There reason why this shit is shoved in everything is because it doesn’t have good general use cases and the collection of usage data from people. Most people don’t give money to AI companies, only those who have drank the Kool-Aid do, as they are hope-posting and gaslighting people into believing the current or future capabilities of ‘AI’. LLMs are really great at specific things, collating fine-tuned databases and making them highly searchable by specialists in a field. However, as always the techbros always want to do too much, they need to make a ‘wonder tool’ that inevitably fails and then these lying techbros need to quickly figure out the next scam.
The latest We’re In Hell revealed a new piece of the puzzle to me, Symbolic vs Connectionist AI.
As a layman I want to be careful about overstepping the bounds of my own understanding, but from someone who has followed this closely for decades, read a lot of sci-fi, and dabbled in computer sciences, it’s always been kind of clear to me that AI would be more symbolic than connectionist.

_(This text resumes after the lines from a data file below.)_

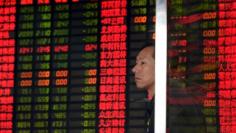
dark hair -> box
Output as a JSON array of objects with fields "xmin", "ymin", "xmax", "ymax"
[{"xmin": 140, "ymin": 44, "xmax": 155, "ymax": 59}]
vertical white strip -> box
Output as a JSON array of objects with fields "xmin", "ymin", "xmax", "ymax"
[{"xmin": 155, "ymin": 0, "xmax": 167, "ymax": 133}]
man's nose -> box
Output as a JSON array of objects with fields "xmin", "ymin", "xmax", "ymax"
[{"xmin": 132, "ymin": 65, "xmax": 137, "ymax": 73}]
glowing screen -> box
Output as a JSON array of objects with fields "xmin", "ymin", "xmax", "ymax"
[{"xmin": 0, "ymin": 0, "xmax": 156, "ymax": 133}]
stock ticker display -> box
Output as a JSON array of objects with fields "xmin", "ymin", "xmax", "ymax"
[
  {"xmin": 167, "ymin": 0, "xmax": 236, "ymax": 133},
  {"xmin": 0, "ymin": 0, "xmax": 155, "ymax": 133}
]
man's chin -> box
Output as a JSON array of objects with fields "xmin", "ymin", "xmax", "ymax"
[{"xmin": 136, "ymin": 85, "xmax": 145, "ymax": 90}]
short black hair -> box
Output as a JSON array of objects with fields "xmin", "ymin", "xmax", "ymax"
[{"xmin": 140, "ymin": 43, "xmax": 155, "ymax": 59}]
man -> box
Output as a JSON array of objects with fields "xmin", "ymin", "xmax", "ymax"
[{"xmin": 132, "ymin": 45, "xmax": 155, "ymax": 133}]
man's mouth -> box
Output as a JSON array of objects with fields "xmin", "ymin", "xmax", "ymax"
[{"xmin": 135, "ymin": 77, "xmax": 141, "ymax": 81}]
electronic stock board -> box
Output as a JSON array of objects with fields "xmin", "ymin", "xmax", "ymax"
[
  {"xmin": 0, "ymin": 0, "xmax": 155, "ymax": 133},
  {"xmin": 167, "ymin": 0, "xmax": 236, "ymax": 133}
]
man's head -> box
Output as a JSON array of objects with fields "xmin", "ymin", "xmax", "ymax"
[{"xmin": 132, "ymin": 45, "xmax": 155, "ymax": 90}]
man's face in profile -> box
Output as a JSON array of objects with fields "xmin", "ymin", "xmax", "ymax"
[{"xmin": 132, "ymin": 47, "xmax": 155, "ymax": 89}]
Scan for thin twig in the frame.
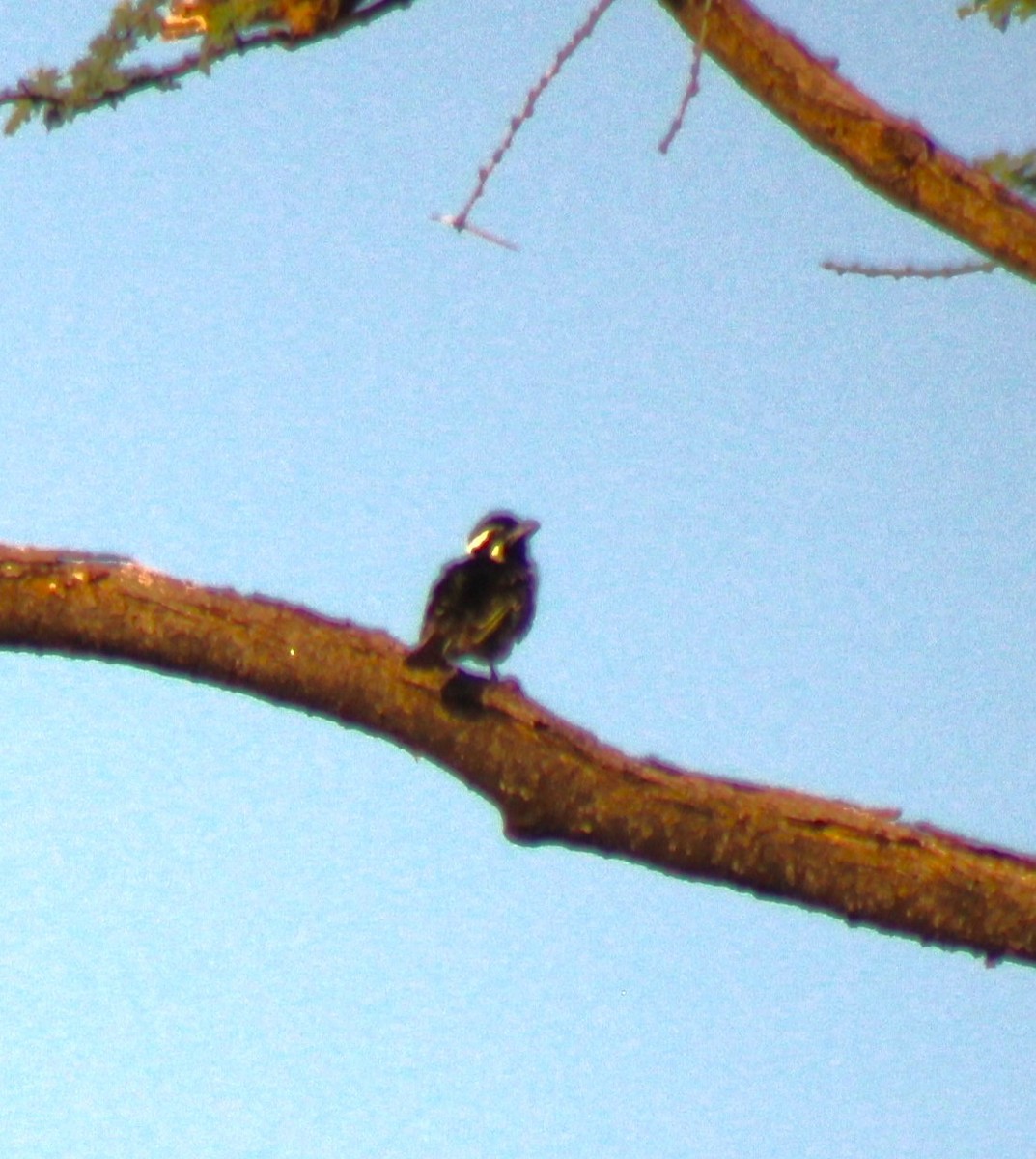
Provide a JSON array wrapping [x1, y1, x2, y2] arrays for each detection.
[[821, 262, 1002, 280], [447, 0, 614, 240], [658, 0, 712, 155]]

Of course it’s going to be a bit of both, but there really are a lot of people out there that believe in AI from the movies; that one day it will just “awaken” once a certain number of connections are made.
Cons of Connectionist AI: Interpretability: Connectionist AI systems are often seen as “black boxes” due to their lack of transparency and interpretability.
Transparency and accountability are negatives when being used for a large number of applications AI is currently being pushed for. This is just THE PURPOSE.
Even taking a step back from the apocalyptic killer AI mentioned in the video, we see the same in healthcare. The system is beyond us, smarter than us, processing larger quantities of data and making connections our feeble human minds can’t comprehend. We don’t have to understand it, we just have to accept its results as infallible and we are being trained to do so. The system has marked you as extraneous and removed your support. This is the purpose.
We need more money to prevent this. Give us dem $$$$
People who don’t understand and read these articles and think Skynet. People who know their buzz words think AGI
Fortune isn’t exactly renowned for its Technology journalism
I think part of it is that they want to gaslight people into believing they have actually achieved AI (as in, intelligence that is equivalent to and operates like that of a human’s) and that these are signs of emergent intelligence, not their product flopping harder than a sack of mayonnaise on asphalt.
Probably because it learned to do that from humans being in these situations.
Yes, that is exactly why.
Whenever I think of mankind fiddling with AI, I think of AM from I Have No Mouth and I Must Scream. A supercomputer that was primarily designed for war too complex for humans. Humans designed an AI master-computer for war and fed it all of the atrocities humankind has committed from the stone age to the modern age. Then next thing you know, humanity is all but wiped out.
Leave it to humans to take a shit on anything that is otherwise pure. I don’t think AI is ‘evil’ or anything, it is only designed that way and who else could have ever designed it that way? Humans. Humans with shitty intentions, shitty minds and shitty practices, that’s who.
Yup. Garbage in garbage out. Looks like they found a particularly hostile dataset to feed their wordsalad mixer with.